2010年5月21日金曜日

仕立屋のニテチカさんが王さまになった話












「仕立屋のニテチカさんが王さまになった話」(コルネル・マクシンスキ/再話 足達和子/訳 ボグスワフ・オルリンスキ/絵 偕成社 2010)

タイダライダという小さな町に、仕立屋のユゼフ・ニテチカさんが住んでいました。とてもやせっぽっちで、スパゲッティのほかはのどを通らないので食べられないほどでした。あるとき、足をけがしたロマ女の傷口をきれいに縫ってあげると、ロマ女はお礼に手相をみてくれました。「日曜日に町をでて、西へ西へといきなされ。あんたを王さまにしてくれる国につきまする」。
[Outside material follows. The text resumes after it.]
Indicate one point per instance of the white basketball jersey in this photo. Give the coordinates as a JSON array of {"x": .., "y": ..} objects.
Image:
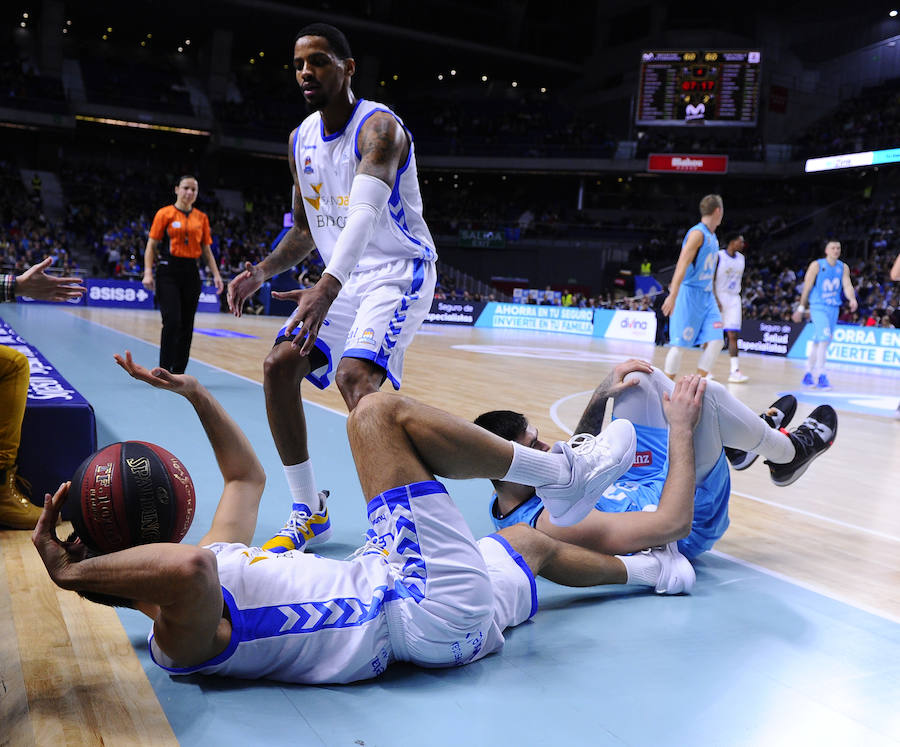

その夜、ほんとうに王さまになった夢をみたニテチカさんは、ふろしきに針を100本、糸を1000キロメートル、それに指ぬき、アイロン、裁ちバサミを包んで、西にむかって旅立ちました。

ポーランドの昔話を絵本にしたもの。このあと、ニテチカさんは、たまたま知りあった、かかしの伯爵とともに、さまざまな冒険をし、近ごろ王さまが亡くなったというパツァヌフをめざします。文章はタテ書きの読物絵本。登場人物も物語も、陽気で奇想天外です。ラストの壮大さにはびっくりします。

巻末のあとがきでは、物語をていねいに解説しています。それによれば、パツァヌフは実在の町ですが、昔話では必ずおかしなひとばかりが住んでいて、おかしなことばかりが起こる町(昔話研究用語で〈愚か村話〉と分類される話〉)として語られる町だということです。小学校中学年向き。